The company's software uses a combination of satellite technology, radio frequency identification (RFID) tags, barcode, and asset tracking to ensure timber has not been sourced from illegal plantations.
Firms using the technology map the boundaries of a permitted area using GPS devices to ensure that felling does not extend into protected areas. They tag felled trees with barcodes or RFID tags so that purchasers can track harvested timber through every point in the supply chain, providing a real-time audit trail.
Deforestation is widely held as being responsible for about 17 per cent of global greenhouse gas emissions and despite the introduction of increasingly tight rules designed to curb deforestation rates, many countries still find it difficult to enforce new regulations.

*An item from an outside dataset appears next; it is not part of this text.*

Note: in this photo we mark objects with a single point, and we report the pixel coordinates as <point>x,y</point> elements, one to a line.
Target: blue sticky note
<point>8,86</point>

Peter Linthwaite, managing partner for Carbon Trust Investment Partners, said the introduction of new forestry rules meant there was a growing market for Helveta's technology. "Helveta provides a uniquely robust means of delivering the necessary information to implement increasingly demanding regulations, and we are very excited about the opportunity this presents," he said.
The company has already deployed the software in Liberia, South Africa, Bolivia and Ghana and, according to chief executive Patrick Newton, is looking to expand into new Central African markets.
The firm also signalled that it could adapt the tracking software for use in other industries where supply chains can have a negative impact on the environment, such as agriculture and livestock.
There have recently been signs that the battle to address illegal logging is slowly being won, after new figures from the UN Food and Agriculture Organisation (FAO) show that the rate of deforestation slowed during the past decade.
The agency reported that 13 million hectares (ha) of forest were lost each year on average between 2000 and 2010, compared to 16 million ha a year during the 1990s. Increased reforestation also meant that the net loss of forested land fell from 8.8 million ha a year in the 1990s to 5.2 million ha a year during the noughties.
The organisation warned that the rates of deforestation remained far too high, but noted that encouraging progress was being made in the world's most forested countries, Brazil and Indonesia, to tackle the problem.
Proposals for tackling deforestation also marked one of the few areas where genuine progress was achieved at last year's Copenhagen climate change summit, where it was agreed that a new multibillion-dollar fund would be launched to help support forest protection initiatives and deliver an improved forest monitoring network.